Cela dit, vous avez posé une question très pertinente : la taille d'Air France, qui est aujourd'hui devenue la huitième compagnie au monde et qui est la première au plan national depuis sa fusion avec Air Inter, lui permettra-t-elle de se développer non seulement sur l'axe intercontinental, grâce au hub que vous avez évoqué à juste titre, mais également sur l'axe domestique, c'est-à-dire sur les liaisons intérieures et européennes ?
Je puis vous rassurer sur ce point, monsieur le sénateur. La lettre de mission que Dominique Strauss-Kahn et moi-même avons adressée au président d'Air France va d'ailleurs tout à fait dans ce sens. Ainsi, l'effort en matière de politique commerciale et l'optimisation de l'outil de production, notamment grâce au hub, devront être poursuivis. Il devra également être veillé au renforcement de la qualité et de l'efficacité du réseau domestique, ce qui répond aux questions que vous avez soulevées, monsieur le sénateur.
Bien entendu, monsieur Gerbaud, - mais je suppose que vous partagez mon point de vue à cet égard - il n'appartient pas à l'Etat d'administrer une entreprise qui, certes, fait partie du secteur public mais qui doit bénéficier d'une autonomie de gestion. Loin de moi l'idée de vouloir étatiser quoi que ce soit (Ah ! sur les travées du RPR et de l'Union centriste), et j'espère que telle n'est pas non plus votre intention !
L'abandon des lignes que vous avez évoqué, notamment celle de Perpignan, a été décidé - je ne me souviens pas de la date précise - par le précédent gouvernement.
M. le président. Veuillez conclure, monsieur le ministre.

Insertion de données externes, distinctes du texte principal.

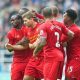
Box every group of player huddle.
[6,6,80,80]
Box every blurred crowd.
[0,0,80,49]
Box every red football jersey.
[7,26,31,62]
[26,23,43,56]
[62,24,80,60]
[40,20,68,61]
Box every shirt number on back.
[55,32,60,47]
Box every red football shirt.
[26,23,43,56]
[7,26,31,62]
[40,20,68,61]
[62,24,80,60]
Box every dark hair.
[11,14,23,24]
[23,11,38,22]
[18,7,29,15]
[66,9,77,21]
[42,7,53,18]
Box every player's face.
[23,18,33,27]
[63,13,70,25]
[11,17,21,28]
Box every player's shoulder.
[53,20,65,27]
[8,28,15,34]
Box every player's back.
[41,20,67,60]
[7,28,31,62]
[67,24,80,58]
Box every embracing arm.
[33,36,46,56]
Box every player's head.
[18,7,29,16]
[23,11,36,27]
[63,9,77,24]
[10,14,23,28]
[51,6,59,17]
[42,7,53,18]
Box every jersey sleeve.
[61,34,68,43]
[39,24,47,38]
[61,24,69,35]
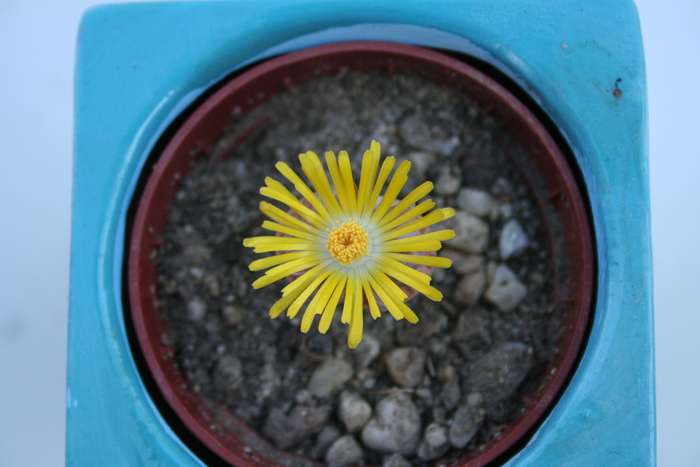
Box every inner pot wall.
[128,43,593,466]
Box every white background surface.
[0,0,700,467]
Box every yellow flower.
[243,141,455,348]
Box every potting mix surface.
[156,72,567,467]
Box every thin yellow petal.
[248,251,313,271]
[260,186,326,229]
[299,151,342,217]
[348,280,364,349]
[262,221,323,242]
[253,243,320,253]
[275,162,330,217]
[282,264,323,297]
[287,270,331,319]
[270,276,313,318]
[382,241,442,253]
[367,277,403,321]
[381,258,442,302]
[372,269,408,302]
[386,253,452,268]
[362,280,382,319]
[357,148,379,218]
[384,229,455,246]
[382,208,454,241]
[243,235,312,248]
[379,199,435,233]
[362,157,396,215]
[378,182,433,227]
[340,276,355,324]
[301,274,340,333]
[338,151,359,216]
[260,201,320,234]
[318,276,348,334]
[372,161,411,223]
[253,256,320,289]
[326,151,350,213]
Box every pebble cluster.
[158,70,560,467]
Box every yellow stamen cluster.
[243,141,455,348]
[326,221,369,266]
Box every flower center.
[326,221,369,266]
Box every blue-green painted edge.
[67,0,655,466]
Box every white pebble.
[443,211,489,253]
[457,188,496,217]
[498,219,530,260]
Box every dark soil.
[157,73,564,466]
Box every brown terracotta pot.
[127,42,594,466]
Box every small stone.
[362,392,421,454]
[294,389,316,405]
[399,112,440,153]
[187,297,207,321]
[221,305,243,324]
[417,423,450,461]
[406,151,435,179]
[204,274,221,297]
[308,358,353,397]
[326,435,365,467]
[354,333,381,370]
[182,244,211,266]
[443,211,489,253]
[309,425,341,459]
[216,355,243,388]
[449,401,485,449]
[484,264,527,311]
[457,188,496,217]
[339,391,372,433]
[440,248,484,275]
[440,375,462,412]
[382,452,412,467]
[466,342,532,407]
[452,268,486,305]
[263,405,331,449]
[384,347,426,388]
[396,305,448,345]
[498,203,515,219]
[435,167,462,196]
[452,308,491,344]
[498,219,530,261]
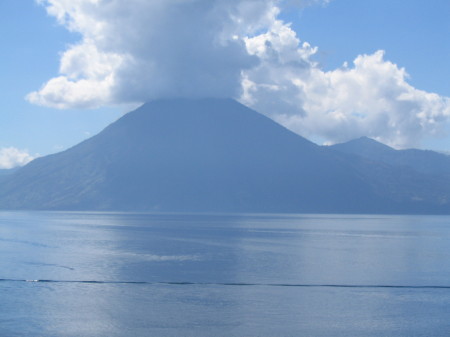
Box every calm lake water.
[0,212,450,337]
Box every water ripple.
[0,279,450,289]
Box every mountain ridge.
[0,99,450,213]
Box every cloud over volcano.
[27,0,450,147]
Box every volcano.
[0,99,450,213]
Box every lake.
[0,212,450,337]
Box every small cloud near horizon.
[0,147,37,169]
[27,0,450,148]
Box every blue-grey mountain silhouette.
[0,99,450,213]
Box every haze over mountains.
[0,99,450,213]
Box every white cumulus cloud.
[0,147,35,169]
[241,21,450,148]
[27,0,450,147]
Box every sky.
[0,0,450,168]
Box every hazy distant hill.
[0,99,450,213]
[331,137,450,176]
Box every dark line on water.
[0,279,450,289]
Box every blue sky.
[0,0,450,165]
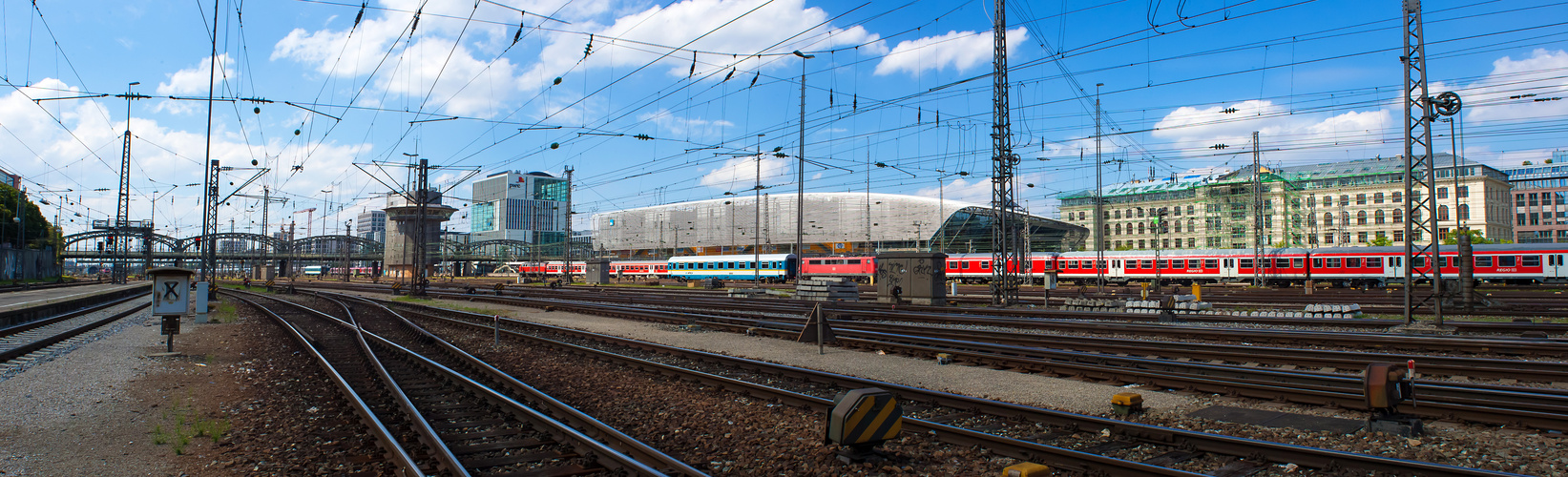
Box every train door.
[1220,259,1237,280]
[1541,254,1568,280]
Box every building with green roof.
[1060,154,1513,250]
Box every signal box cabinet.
[876,251,947,306]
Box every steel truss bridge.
[61,229,591,270]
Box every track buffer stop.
[826,387,903,462]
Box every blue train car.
[668,254,800,280]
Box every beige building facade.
[1060,154,1513,250]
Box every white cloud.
[637,108,736,138]
[914,173,1054,207]
[1151,100,1395,161]
[1454,49,1568,127]
[524,0,886,85]
[0,78,370,237]
[378,37,517,117]
[152,53,239,114]
[698,154,792,192]
[876,27,1029,75]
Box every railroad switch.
[1110,392,1143,416]
[1361,361,1421,436]
[824,387,903,463]
[1002,463,1051,477]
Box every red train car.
[800,258,876,282]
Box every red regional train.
[497,243,1568,285]
[802,243,1568,285]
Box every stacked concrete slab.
[1063,299,1127,312]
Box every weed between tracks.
[152,398,231,455]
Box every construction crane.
[295,207,315,237]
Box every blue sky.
[0,0,1568,237]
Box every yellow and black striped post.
[828,387,903,460]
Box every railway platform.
[0,280,147,316]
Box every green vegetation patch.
[152,398,231,455]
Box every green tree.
[1443,229,1486,245]
[0,183,53,248]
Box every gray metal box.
[876,251,947,306]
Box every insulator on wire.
[408,8,425,39]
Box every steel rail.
[282,290,666,477]
[815,321,1568,383]
[0,294,152,338]
[220,290,425,477]
[417,286,1568,358]
[279,282,1568,334]
[369,300,1517,475]
[315,295,470,475]
[0,297,152,363]
[413,297,1568,430]
[320,294,707,475]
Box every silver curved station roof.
[593,193,1087,254]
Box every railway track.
[376,286,1568,431]
[0,295,152,363]
[223,288,704,475]
[272,280,1568,334]
[398,282,1568,358]
[0,280,100,294]
[343,290,1530,475]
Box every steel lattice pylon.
[1400,0,1443,323]
[110,128,130,282]
[200,160,220,280]
[991,0,1029,306]
[1253,131,1285,287]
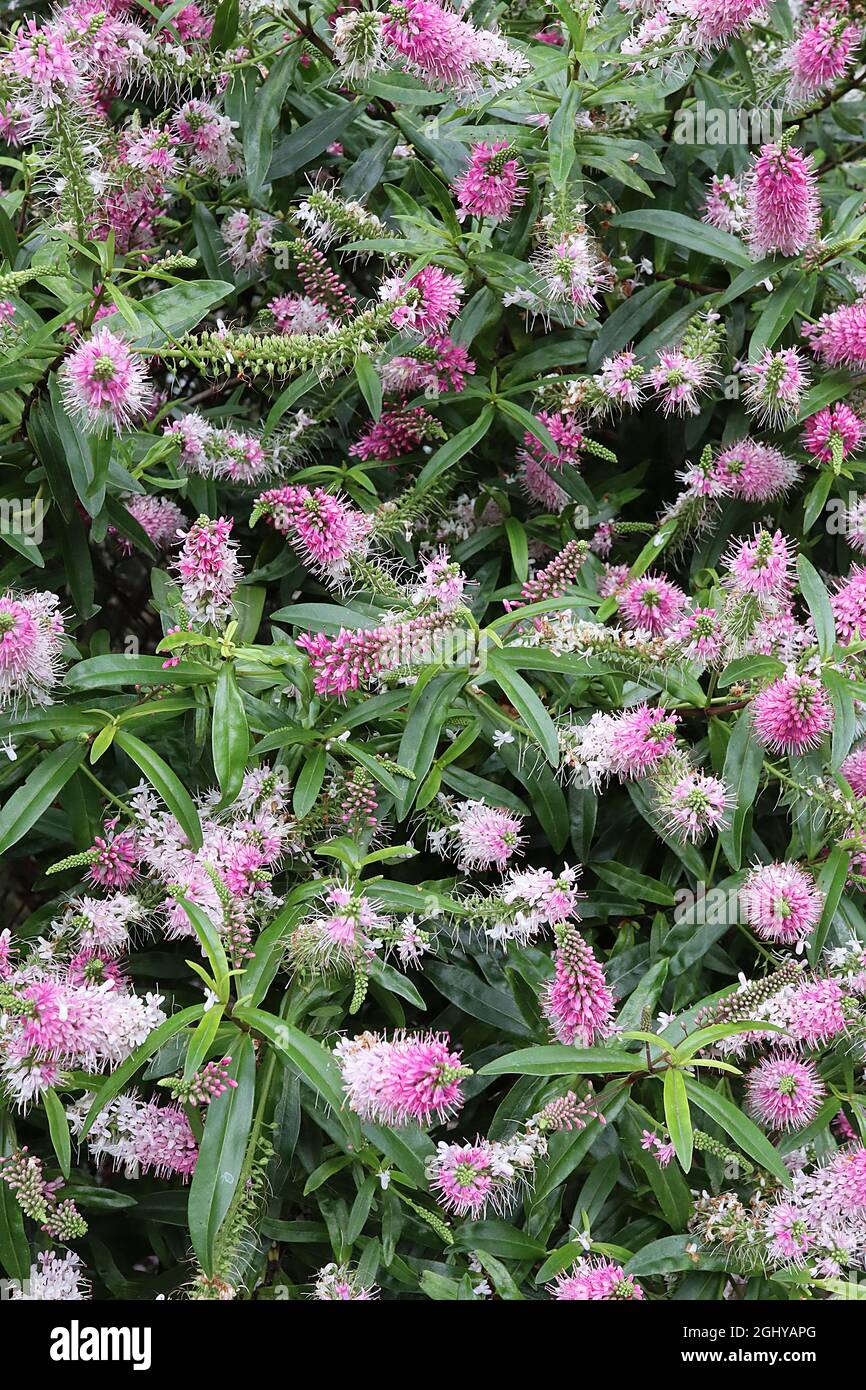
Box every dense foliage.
[0,0,866,1301]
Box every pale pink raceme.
[115,492,186,555]
[165,410,271,484]
[742,863,824,945]
[380,0,528,100]
[297,613,455,699]
[310,1262,379,1302]
[674,609,726,666]
[6,1250,90,1302]
[746,1054,826,1130]
[594,350,644,410]
[60,328,153,434]
[748,138,820,260]
[481,866,581,945]
[685,0,767,49]
[382,265,463,334]
[7,19,82,108]
[427,1128,547,1219]
[67,1093,199,1179]
[88,817,140,888]
[607,705,678,778]
[803,402,866,463]
[783,979,847,1047]
[752,674,833,753]
[334,1033,471,1127]
[787,8,860,100]
[702,174,746,236]
[724,530,794,602]
[288,884,411,977]
[381,334,475,396]
[830,564,866,642]
[507,541,587,607]
[174,517,242,626]
[411,546,466,613]
[541,922,613,1047]
[546,1258,644,1302]
[646,348,713,416]
[714,439,799,502]
[349,406,442,461]
[532,225,610,314]
[620,574,687,637]
[455,139,525,222]
[431,801,525,869]
[171,99,242,178]
[840,745,866,796]
[256,485,373,577]
[742,348,809,428]
[124,125,179,178]
[656,767,731,844]
[430,1141,497,1218]
[0,591,64,708]
[0,976,165,1106]
[268,295,334,335]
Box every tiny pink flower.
[548,1258,644,1302]
[742,863,824,945]
[803,402,866,463]
[620,574,687,637]
[455,140,525,222]
[752,674,833,753]
[748,139,820,260]
[60,328,153,434]
[746,1054,826,1130]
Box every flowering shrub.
[0,0,866,1301]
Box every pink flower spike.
[752,676,833,753]
[548,1258,644,1302]
[60,328,153,434]
[748,138,820,260]
[742,863,824,945]
[455,140,525,222]
[746,1054,826,1130]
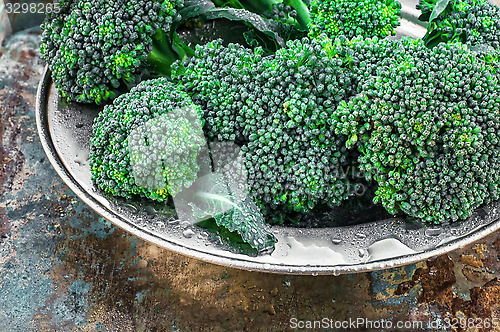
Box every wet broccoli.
[172,38,364,219]
[41,0,183,104]
[90,78,206,201]
[309,0,401,38]
[417,0,500,50]
[335,38,500,223]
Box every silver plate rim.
[35,61,500,275]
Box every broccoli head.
[309,0,401,38]
[417,0,500,50]
[172,38,364,218]
[90,78,206,201]
[335,38,500,223]
[41,0,183,104]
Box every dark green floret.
[417,0,500,50]
[336,42,500,223]
[41,0,183,104]
[172,38,364,218]
[90,78,206,201]
[309,0,401,38]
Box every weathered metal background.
[0,22,500,331]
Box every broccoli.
[41,0,183,104]
[209,0,311,31]
[172,38,364,218]
[90,78,276,251]
[417,0,500,50]
[90,78,206,201]
[334,38,500,223]
[309,0,401,38]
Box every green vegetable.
[90,78,206,202]
[41,0,183,104]
[417,0,500,50]
[309,0,401,38]
[335,38,500,223]
[172,38,364,217]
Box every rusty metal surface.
[0,27,500,332]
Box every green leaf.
[200,8,285,47]
[188,173,276,252]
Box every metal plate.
[36,1,500,275]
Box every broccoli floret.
[41,0,183,104]
[309,0,401,38]
[90,78,206,201]
[172,38,364,218]
[335,38,500,223]
[417,0,500,50]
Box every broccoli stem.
[213,0,311,31]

M. Jean-Claude Gayssot, ministre de l'équipement, des transports et du logement. Enfin, le Gouvernement a pris l'engagement, dès le début, de ne pas remettre en cause les alliances potentielles à la fois avec des compagnies américaines, s'il le faut, ou avec des compagnies européennes. Au contraire, nous ferons tout pour que Air France, qui reste dans le secteur public, non seulement se maintienne mais aussi se développe et rayonne aux échelons international et national. (Très bien ! et applaudissements sur les travées du groupe communiste républicain et citoyen ainsi que sur les travées socialistes.)